An Introduction to Data Lake

* HOD, Department of Information Technology, Vignan’s Institute of Information Technology, Visakhapatnam, India.

** Project Manager, Tech Mahindra, Visakhapatnam, India.

Abstract

Now-a-days companies are concentrating on more data to take informed decisions. Companies that are able to effectively use data are the world leaders in terms of wealth, development and growth. Even to survive, operate and compete in this age, organizations need to be able to effectively use their data. Huge amount of investment is made in storing and processing large amounts of data to make better decisions. Data lake is a massive, easily accessible data store/repository that allows for collecting large volumes of structured and unstructured data in its native format from disparate data sources. This paper describes Data Lake, Schema-on-Write, Schema-on-Read, Characteristics and implementation of data lake.

Keywords :

Data Lake,
Schema-on-Write,
Schema-on-Read.

Introduction

Long gone are the days when businesses could be run by intuition or personal experience of a few people. Data driven organizations are the order of the day since that is the only way to survive and thrive in these days of cutthroat competition. Data never lies and the decisions taken based on the evidence and conclusions derived out of analysis of data are more likely to succeed and less likely to fail. It has been proven from many studies and research that Data Driven organizations perform better than their competitors.

Till now, the organizations depended on and are still depending on Enterprise Data Warehouses (EDW) for Data Driven decision making. The EDWs cater to the operational reporting needs and the analytical requirements of the organization. Operational reporting helps in getting the data required to support the day-to-day activities of the organization.
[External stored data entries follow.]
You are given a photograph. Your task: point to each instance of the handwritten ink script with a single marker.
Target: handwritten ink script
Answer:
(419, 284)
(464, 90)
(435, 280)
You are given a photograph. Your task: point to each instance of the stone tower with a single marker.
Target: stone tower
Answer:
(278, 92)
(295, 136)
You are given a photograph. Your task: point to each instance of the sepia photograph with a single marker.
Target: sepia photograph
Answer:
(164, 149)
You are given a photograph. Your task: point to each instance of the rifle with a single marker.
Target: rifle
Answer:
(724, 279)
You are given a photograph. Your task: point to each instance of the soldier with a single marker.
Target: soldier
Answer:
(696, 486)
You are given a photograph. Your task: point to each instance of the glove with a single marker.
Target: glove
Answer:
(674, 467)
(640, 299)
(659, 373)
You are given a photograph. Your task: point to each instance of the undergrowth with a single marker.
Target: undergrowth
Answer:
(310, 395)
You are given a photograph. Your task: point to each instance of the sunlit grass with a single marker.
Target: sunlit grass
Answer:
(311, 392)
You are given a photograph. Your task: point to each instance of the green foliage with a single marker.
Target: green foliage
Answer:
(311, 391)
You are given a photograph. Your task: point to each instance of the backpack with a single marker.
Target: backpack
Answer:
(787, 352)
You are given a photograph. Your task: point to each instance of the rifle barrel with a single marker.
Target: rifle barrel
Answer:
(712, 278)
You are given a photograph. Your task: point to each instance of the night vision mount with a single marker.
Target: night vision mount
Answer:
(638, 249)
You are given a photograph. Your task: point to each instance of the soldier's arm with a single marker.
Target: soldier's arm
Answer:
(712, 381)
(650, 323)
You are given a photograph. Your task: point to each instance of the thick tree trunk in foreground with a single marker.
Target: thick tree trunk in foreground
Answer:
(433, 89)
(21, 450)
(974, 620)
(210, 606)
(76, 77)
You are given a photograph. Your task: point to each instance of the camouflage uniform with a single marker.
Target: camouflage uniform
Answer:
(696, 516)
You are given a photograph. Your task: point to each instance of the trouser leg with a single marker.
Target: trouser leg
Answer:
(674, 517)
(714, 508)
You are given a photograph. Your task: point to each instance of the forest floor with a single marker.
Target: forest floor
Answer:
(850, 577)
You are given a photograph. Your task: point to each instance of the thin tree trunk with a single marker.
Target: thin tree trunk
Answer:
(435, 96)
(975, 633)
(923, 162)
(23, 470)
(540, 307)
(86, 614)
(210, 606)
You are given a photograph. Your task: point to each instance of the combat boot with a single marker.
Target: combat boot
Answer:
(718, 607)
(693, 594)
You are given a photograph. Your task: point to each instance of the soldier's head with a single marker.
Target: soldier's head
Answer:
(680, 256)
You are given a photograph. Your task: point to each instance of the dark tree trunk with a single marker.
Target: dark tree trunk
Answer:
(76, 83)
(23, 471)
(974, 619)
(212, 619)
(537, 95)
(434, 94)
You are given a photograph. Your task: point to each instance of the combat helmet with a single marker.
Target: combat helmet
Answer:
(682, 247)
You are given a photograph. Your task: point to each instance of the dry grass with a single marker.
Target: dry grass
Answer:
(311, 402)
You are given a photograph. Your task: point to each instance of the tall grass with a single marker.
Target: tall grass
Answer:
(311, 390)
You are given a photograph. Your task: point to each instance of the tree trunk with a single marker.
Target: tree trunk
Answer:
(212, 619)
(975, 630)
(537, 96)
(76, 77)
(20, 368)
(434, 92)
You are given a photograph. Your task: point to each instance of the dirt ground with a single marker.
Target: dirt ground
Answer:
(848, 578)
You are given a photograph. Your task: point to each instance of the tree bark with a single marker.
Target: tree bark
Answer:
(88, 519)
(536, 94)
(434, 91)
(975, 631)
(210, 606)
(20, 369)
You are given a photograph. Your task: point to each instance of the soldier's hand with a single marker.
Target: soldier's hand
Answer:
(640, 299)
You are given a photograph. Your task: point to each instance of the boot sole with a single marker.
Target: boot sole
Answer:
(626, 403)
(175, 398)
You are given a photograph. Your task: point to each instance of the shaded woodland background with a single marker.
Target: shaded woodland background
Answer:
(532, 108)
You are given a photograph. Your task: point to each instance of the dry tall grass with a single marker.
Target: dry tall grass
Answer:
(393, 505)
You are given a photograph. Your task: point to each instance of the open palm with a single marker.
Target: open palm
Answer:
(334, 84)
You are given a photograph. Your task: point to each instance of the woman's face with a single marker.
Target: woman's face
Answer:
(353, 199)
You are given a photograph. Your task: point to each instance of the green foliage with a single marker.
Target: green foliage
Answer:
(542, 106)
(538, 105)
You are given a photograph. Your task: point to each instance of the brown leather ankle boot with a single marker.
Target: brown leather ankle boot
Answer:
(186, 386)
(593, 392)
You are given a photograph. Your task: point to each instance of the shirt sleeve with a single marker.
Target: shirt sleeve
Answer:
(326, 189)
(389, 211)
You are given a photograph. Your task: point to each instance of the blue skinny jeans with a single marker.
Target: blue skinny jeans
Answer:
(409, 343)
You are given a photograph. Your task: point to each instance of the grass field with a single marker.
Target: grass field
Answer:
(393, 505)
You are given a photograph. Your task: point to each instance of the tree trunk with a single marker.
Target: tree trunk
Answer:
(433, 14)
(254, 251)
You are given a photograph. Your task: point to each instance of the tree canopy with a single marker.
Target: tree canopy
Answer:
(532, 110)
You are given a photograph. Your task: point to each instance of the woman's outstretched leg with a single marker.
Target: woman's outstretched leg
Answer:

Analytical Dashboards help in deriving Business Intelligence and insights out of the data collected over a period of time [1-6]. Building and maintaining the EDW more-or-less consists of the following steps:

Understanding the operational reporting and analytical requirements of the organization.
Studying the various sources where this data is available.
Data modeling to serve the reporting requirements and make the data amenable to specific types of analysis.
Extract-Transform-Load (ETL) the data from various sources to the EDW. This includes data cleansing, massaging and aggregation of data.
Build the Business Intelligence layer on top of the EDW for reporting and dashboards.

This approach works fine within the following constraints.

The reporting needs which the EDW need to serve and the Business Questions that the EDW need to answer, are known in advance.
Much of the sources of the EDW are structured, welldefined and relational in nature.
The volume and the speed at which the data is coming from source systems are not too huge or big. Here huge and big are comparative terms used between the data from usual transaction systems of the organizations and Internet-scale Data (like say Twitter feeds and data received from Internet of Things and Devices).

With a great increase in volume, velocity and variety of data, new solutions and concepts are coming up to serve the needs of the Data Driven organizations. EDW is simply not a cost-effective solution to deal with this kind of Big Data.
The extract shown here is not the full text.